Kejadian ini sempat memicu kepanikan singkat di area panggung utama sebelum situasi berhasil dikendalikan sepenuhnya oleh pihak berwenang. Panitia penyelenggara Rain Rave Water Music Festival sendiri belum memberikan keterangan resmi terkait bobolnya pengamanan pintu masuk hingga senjata tajam bisa masuk ke area acara.

Pernyataan Resmi Kepolisian Kuala Lumpur

Kepala Polisi Kuala Lumpur, Fadil Marsus, mengonfirmasi penangkapan wanita berusia 28 tahun tersebut atas kepemilikan senjata tajam secara ilegal. Pihak kepolisian bertindak cepat setelah menerima laporan mengenai ancaman keamanan di tengah konser berlangsung.

"Tersangka diamankan di lokasi Rain Rave Water Music Festival atas kepemilikan senjata," lapor Fadil Marsus terkait insiden yang terjadi di ibu kota Malaysia tersebut.

Pelaku dijadwalkan menjalani proses reman atau penahanan sementara pada hari Minggu guna penyelidikan motif di balik tindakan nekatnya. Polisi juga tengah mendalami apakah pelaku memiliki gangguan kejiwaan atau ada unsur kesengajaan untuk melakukan serangan terencana.

Keamanan Event Skala Besar di Asia Tenggara

Insiden di Malaysia ini menjadi pengingat penting bagi penyelenggara acara di Asia Tenggara, termasuk Indonesia, mengenai protokol keamanan ketat di acara hiburan berskala besar. Keberadaan senjata tajam di dalam area festival memicu diskusi publik mengenai efektivitas pemeriksaan fisik di pintu masuk (security screening).

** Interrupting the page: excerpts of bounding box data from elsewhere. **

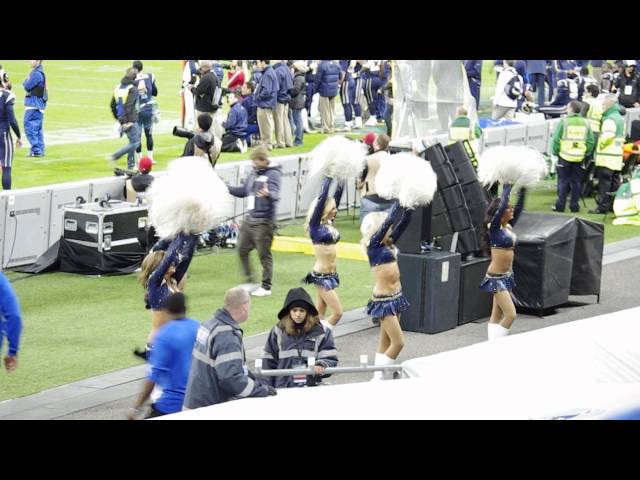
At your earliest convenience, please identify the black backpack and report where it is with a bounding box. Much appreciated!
[504,70,524,100]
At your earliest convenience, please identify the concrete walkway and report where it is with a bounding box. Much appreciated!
[0,233,640,420]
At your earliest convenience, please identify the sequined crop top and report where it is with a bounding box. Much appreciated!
[309,177,344,245]
[488,185,525,249]
[367,200,413,267]
[145,233,197,310]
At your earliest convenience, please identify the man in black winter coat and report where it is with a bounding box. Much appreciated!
[187,60,222,135]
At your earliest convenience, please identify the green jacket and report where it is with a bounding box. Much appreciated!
[551,113,596,161]
[595,105,624,171]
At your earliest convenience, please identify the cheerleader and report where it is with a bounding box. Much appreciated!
[302,176,344,330]
[480,184,526,340]
[360,201,412,380]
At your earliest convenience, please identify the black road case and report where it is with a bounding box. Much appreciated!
[63,201,148,253]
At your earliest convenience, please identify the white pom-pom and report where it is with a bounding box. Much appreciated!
[309,136,367,180]
[478,146,547,187]
[146,157,233,238]
[376,153,438,208]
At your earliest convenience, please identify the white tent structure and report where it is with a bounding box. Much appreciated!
[392,60,477,141]
[161,307,640,420]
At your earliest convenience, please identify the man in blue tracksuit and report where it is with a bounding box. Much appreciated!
[0,78,22,190]
[302,60,317,133]
[313,60,340,133]
[222,93,248,153]
[22,60,48,157]
[273,60,293,148]
[0,272,22,373]
[546,60,558,101]
[255,60,280,150]
[464,60,482,110]
[133,60,158,161]
[526,60,547,105]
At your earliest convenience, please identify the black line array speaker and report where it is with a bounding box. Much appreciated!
[433,228,480,253]
[398,252,460,333]
[458,258,493,325]
[396,205,431,253]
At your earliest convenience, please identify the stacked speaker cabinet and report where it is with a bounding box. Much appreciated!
[398,252,460,333]
[458,258,493,325]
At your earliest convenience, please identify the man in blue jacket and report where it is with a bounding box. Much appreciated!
[464,60,482,110]
[183,287,277,410]
[254,60,280,150]
[527,60,547,105]
[273,60,293,148]
[240,82,259,146]
[22,60,49,157]
[222,93,247,153]
[0,272,22,373]
[313,60,340,133]
[227,146,282,297]
[127,293,200,420]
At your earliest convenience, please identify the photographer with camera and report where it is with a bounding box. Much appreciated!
[113,157,153,203]
[132,60,158,161]
[109,68,140,170]
[222,93,248,153]
[173,113,222,167]
[255,60,280,150]
[240,82,260,147]
[187,60,222,137]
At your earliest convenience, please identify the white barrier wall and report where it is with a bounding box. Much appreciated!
[5,108,640,268]
[2,188,51,268]
[47,182,91,248]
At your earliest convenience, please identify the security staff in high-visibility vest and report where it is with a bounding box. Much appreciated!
[449,107,482,158]
[551,101,595,213]
[581,85,602,140]
[589,94,624,213]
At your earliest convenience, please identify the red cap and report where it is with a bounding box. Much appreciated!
[362,132,377,145]
[138,157,153,173]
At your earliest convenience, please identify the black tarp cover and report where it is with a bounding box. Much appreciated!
[12,238,145,275]
[512,212,578,310]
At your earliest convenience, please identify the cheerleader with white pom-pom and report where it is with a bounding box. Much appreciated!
[302,176,344,330]
[360,153,437,380]
[360,201,412,380]
[480,184,526,340]
[134,157,233,358]
[478,146,547,340]
[302,137,366,329]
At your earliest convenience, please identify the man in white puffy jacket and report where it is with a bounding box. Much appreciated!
[491,60,523,120]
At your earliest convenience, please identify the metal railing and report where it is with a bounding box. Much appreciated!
[255,355,403,377]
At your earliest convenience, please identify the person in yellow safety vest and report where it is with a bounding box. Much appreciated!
[551,100,595,213]
[589,94,624,214]
[581,85,602,136]
[449,107,482,161]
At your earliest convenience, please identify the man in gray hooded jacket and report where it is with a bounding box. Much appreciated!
[228,145,282,297]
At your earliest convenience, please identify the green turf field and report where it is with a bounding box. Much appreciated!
[0,60,640,400]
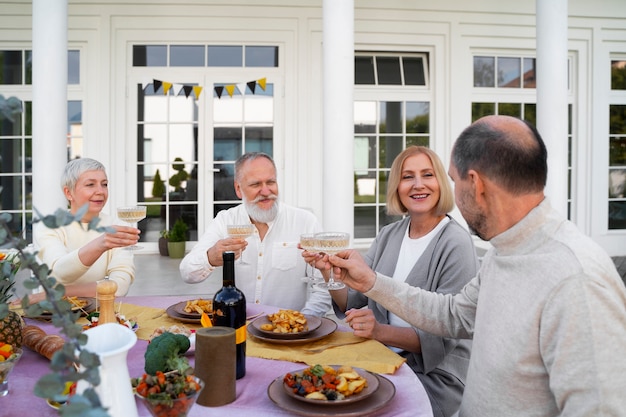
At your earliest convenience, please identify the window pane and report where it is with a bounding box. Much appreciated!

Bagi publik di Indonesia, kasus ini serupa dengan beberapa insiden kericuhan konser yang menuntut pengawasan lebih ketat dari regulator dan promotor. Penggunaan teknologi pemantauan seperti CCTV berbasis AI atau metal detector yang lebih sensitif kini menjadi standar yang mulai banyak dituntut oleh penonton konser modern.

Hingga saat ini, otoritas Malaysia masih mengumpulkan keterangan dari saksi mata yang berada di lokasi saat pergulatan terjadi. Polisi mengimbau masyarakat untuk tidak menyebarkan spekulasi liar di media sosial sebelum hasil investigasi menyeluruh diumumkan ke publik.